A law passed by the Oklahoma legislature with the dual purpose of raising revenue while serving as a smoking-cessation tool has been ruled unconstitutional by the state Supreme Court, according to a story by Richard Craver for the Winston-Salem Journal.
The court’s ruling said, in part, that the smoking-cessation tax was part of an attempt by the Oklahoma legislature to generate new revenue streams to help meet the constitutional mandate to balance the state budget. The state has been dealing in recent years with a declining recurring tax revenue.
Four bills were introduced in the Oklahoma House that listed the $1.50-per-pack levy as a tax.
Their insertion into Senate Bill 845, however, switched the terminology from tax to smoking-cessation fee even though just $1 million of the $225 million in revenue would have been used to discourage tobacco usage among your people.
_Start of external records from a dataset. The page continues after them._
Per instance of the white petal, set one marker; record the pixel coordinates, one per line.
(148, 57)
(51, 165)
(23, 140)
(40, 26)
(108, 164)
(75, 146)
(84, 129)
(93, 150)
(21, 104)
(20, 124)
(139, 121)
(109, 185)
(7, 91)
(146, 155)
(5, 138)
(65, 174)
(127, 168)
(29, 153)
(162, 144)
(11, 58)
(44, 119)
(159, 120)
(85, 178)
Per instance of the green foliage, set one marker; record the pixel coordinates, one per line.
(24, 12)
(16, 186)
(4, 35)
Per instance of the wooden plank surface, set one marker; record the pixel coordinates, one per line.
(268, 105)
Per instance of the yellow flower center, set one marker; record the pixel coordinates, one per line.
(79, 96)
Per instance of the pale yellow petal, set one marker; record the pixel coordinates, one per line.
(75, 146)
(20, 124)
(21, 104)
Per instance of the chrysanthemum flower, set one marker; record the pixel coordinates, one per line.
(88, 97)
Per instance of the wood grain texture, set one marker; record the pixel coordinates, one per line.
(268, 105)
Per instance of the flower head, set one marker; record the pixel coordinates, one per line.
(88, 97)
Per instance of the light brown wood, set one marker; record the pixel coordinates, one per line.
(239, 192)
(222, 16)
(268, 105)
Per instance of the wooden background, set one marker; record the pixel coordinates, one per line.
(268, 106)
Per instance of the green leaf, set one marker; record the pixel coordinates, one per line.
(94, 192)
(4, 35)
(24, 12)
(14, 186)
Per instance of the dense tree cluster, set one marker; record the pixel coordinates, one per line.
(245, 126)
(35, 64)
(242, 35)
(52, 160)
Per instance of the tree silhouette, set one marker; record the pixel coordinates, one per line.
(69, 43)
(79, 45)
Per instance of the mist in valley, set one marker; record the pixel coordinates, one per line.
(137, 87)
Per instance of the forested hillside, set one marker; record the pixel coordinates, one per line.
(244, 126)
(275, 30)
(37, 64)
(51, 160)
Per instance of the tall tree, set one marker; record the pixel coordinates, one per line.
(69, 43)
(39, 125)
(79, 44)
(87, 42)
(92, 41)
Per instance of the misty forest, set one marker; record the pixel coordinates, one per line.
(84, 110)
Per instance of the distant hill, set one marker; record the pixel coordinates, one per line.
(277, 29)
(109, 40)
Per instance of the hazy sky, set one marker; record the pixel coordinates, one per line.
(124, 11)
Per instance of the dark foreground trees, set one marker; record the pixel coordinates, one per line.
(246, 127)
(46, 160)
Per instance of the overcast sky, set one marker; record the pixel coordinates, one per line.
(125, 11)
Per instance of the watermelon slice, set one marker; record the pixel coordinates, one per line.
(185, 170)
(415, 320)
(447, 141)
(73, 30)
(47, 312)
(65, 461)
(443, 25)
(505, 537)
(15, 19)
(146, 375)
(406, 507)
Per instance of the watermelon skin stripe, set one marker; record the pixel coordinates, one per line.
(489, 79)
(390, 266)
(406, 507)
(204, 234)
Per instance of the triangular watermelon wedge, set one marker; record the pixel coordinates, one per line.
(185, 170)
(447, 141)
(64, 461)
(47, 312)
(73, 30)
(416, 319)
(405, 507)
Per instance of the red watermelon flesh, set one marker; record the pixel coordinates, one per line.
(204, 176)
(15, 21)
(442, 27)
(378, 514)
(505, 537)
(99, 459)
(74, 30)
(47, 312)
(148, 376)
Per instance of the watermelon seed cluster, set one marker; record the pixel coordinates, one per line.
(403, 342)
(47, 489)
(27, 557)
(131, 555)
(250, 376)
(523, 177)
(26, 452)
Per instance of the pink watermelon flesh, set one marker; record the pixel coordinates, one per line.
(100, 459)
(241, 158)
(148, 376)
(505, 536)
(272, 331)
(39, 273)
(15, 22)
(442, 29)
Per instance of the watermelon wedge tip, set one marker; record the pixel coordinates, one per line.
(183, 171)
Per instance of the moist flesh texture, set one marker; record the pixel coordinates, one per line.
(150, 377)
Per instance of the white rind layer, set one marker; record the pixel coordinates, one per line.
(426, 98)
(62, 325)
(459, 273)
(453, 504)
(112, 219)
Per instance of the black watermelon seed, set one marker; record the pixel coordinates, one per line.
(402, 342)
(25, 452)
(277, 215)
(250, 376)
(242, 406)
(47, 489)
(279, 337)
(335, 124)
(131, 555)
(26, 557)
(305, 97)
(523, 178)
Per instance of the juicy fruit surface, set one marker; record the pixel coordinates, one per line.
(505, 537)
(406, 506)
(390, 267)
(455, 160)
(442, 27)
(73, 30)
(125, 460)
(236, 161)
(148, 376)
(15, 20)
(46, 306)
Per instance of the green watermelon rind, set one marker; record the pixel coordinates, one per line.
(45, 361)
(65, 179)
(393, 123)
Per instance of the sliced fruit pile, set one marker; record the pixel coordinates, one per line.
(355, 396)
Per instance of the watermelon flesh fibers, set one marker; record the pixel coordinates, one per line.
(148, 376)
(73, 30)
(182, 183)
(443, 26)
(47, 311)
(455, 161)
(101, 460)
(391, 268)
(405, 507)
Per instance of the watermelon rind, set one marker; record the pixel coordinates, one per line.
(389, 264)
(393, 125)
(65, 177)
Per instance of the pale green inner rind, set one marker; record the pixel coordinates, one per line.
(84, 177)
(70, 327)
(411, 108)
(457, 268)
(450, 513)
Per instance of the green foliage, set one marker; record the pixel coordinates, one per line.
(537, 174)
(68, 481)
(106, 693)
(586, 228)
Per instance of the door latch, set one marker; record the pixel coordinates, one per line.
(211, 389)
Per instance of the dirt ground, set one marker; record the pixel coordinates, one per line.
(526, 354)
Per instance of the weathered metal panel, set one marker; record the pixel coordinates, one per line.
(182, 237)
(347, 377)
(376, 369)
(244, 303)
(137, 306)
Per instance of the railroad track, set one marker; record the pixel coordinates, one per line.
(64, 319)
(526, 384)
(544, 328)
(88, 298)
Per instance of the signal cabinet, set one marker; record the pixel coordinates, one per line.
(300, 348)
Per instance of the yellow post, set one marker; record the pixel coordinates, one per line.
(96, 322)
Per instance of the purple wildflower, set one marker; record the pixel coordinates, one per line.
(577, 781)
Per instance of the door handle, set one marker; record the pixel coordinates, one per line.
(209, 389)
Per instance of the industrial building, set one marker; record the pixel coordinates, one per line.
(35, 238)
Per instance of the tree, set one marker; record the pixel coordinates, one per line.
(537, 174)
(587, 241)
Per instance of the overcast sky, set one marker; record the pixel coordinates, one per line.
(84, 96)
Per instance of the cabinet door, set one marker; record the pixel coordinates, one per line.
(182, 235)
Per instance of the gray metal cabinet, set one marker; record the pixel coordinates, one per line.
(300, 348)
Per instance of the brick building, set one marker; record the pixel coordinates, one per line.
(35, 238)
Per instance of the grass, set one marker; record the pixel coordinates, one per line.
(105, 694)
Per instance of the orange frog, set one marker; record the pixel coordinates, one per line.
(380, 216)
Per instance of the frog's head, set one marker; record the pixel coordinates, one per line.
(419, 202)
SB845, which was passed on May 26, was pitched as a way of encouraging smokers to lower, if not eliminate, their consumption of traditional cigarettes by making cigarettes more expensive.
Legislators sought the $225 million in revenue from SB845 as a last-minute strategy to meet the state Constitution’s balanced budget mandate, the court said. It would have been the largest amount of new recurring revenue passed by the legislature during the 2017 session.
The court said the legislature faced a ‘constitutional conundrum’ of whether to violate the constitution with passage of SB845 or violate the balanced budget mandate.
‘None of this is to say that the legislature cannot choose this particular sort of regulatory tool – a sin tax – to further its goal of reducing smoking,’ the court said.
‘But the enormity of the revenue generated by SB845, when contrasted with the (minimal) sums earmarked for smoking cessation programs, and the scant inclusion of any other regulatory function in the bill, compels the conclusion that the generation of revenue for the support of state government was the measure’s primary purpose,’ the justices said.
The approval of the $1.50-per-pack increase was challenged by Reynolds American Inc, Philip Morris USA and several convenience stores, wholesalers and smokers.
The law was set to go into effect in late August.
The state has until Thursday to file a petition for rehearing.